#
The MIPS64 architecture has been used in a variety of applications including game consoles, office automation and set-top boxes. It continues to be popular today in networking and telecommunications infrastructure applications, and is at the heart of next-generation servers, advanced driver assistance systems (ADAS) and autonomous driving SoCs. As design complexity and software footprints continue to increase, the 64-bit MIPS architecture will be used in an even broader set of connected consumer devices, SOHO networking products, and emerging intelligent applications.

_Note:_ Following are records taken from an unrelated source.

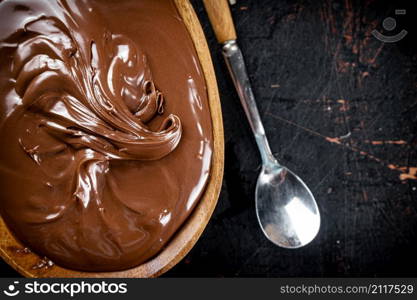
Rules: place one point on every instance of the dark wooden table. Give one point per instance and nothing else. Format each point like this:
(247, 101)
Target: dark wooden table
(340, 109)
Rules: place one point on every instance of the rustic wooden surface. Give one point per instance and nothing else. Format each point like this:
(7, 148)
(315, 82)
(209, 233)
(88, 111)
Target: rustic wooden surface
(31, 265)
(340, 109)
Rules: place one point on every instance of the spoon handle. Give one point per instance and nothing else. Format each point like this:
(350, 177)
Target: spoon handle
(221, 20)
(222, 23)
(237, 69)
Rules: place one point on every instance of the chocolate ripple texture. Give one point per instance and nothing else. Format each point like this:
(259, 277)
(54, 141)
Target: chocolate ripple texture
(105, 129)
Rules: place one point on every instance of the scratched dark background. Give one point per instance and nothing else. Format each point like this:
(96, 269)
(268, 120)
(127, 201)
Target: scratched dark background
(340, 109)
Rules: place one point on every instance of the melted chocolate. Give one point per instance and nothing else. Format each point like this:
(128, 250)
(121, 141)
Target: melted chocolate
(105, 128)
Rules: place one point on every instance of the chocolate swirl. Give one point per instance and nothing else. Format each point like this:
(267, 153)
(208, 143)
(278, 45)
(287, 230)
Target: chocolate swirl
(100, 112)
(89, 176)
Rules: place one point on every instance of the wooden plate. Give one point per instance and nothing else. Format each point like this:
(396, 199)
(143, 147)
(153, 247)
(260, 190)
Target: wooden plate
(12, 251)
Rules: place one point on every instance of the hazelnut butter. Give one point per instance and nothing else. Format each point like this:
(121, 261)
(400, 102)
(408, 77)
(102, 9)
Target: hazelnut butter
(105, 129)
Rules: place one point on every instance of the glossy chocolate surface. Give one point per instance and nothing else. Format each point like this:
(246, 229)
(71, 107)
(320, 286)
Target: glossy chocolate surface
(105, 128)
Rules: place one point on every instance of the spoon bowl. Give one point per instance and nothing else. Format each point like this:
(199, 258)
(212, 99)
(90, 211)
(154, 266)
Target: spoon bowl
(286, 209)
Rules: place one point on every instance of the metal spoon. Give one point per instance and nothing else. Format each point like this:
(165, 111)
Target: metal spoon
(285, 207)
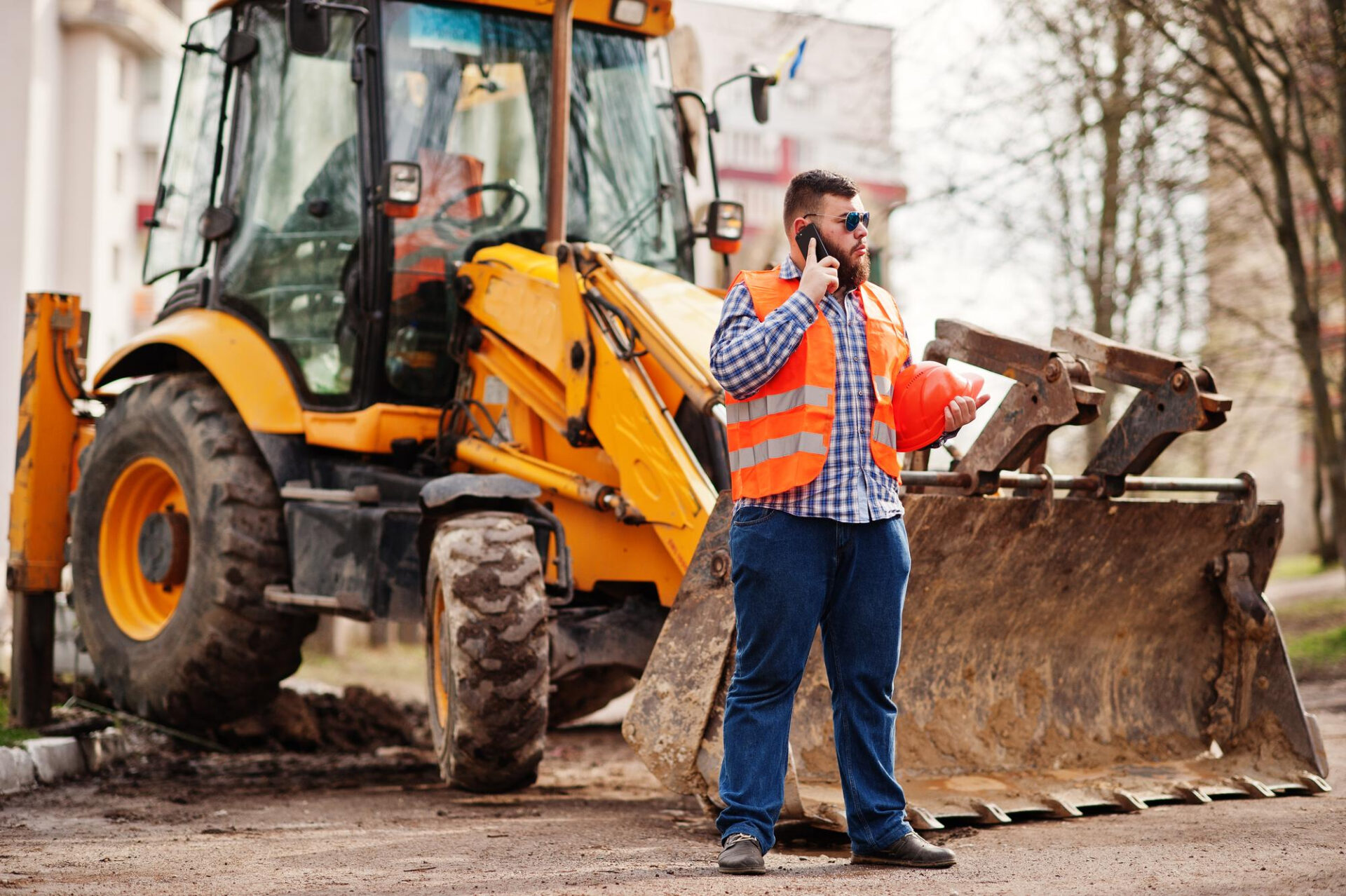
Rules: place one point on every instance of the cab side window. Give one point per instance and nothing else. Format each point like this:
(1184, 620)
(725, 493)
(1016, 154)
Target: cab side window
(186, 181)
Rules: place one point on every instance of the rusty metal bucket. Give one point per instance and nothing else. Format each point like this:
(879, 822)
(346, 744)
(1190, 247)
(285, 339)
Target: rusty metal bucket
(1060, 656)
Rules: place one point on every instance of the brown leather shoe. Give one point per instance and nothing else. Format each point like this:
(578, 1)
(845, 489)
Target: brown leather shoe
(910, 852)
(742, 855)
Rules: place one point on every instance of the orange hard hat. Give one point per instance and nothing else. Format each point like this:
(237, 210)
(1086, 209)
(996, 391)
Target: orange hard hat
(920, 398)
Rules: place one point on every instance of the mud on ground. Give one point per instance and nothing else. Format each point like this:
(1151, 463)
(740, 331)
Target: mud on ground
(381, 822)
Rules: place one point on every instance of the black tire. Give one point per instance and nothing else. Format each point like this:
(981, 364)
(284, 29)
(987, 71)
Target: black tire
(487, 651)
(221, 653)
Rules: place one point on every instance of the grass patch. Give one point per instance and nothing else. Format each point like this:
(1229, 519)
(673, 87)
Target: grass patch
(11, 736)
(396, 669)
(1298, 566)
(1319, 654)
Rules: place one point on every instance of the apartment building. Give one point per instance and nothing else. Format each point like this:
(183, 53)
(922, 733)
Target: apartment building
(820, 118)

The MIPS64® architecture provides a solid high-performance foundation for future MIPS processor-based development by incorporating powerful features, standardizing privileged mode instructions, supporting past ISAs, and providing a seamless upgrade path from the MIPS32 architecture.
The MIPS32 and MIPS64 architectures incorporate important functionality including SIMD (Single Instruction Multiple Data) and virtualization. These technologies, in conjunction with technologies such as multi-threading (MT), DSP extensions and EVA (Enhanced Virtual Addressing), enrich the architecture for use with modern software workloads which require larger memory sizes, increased computational horsepower and secure execution environments.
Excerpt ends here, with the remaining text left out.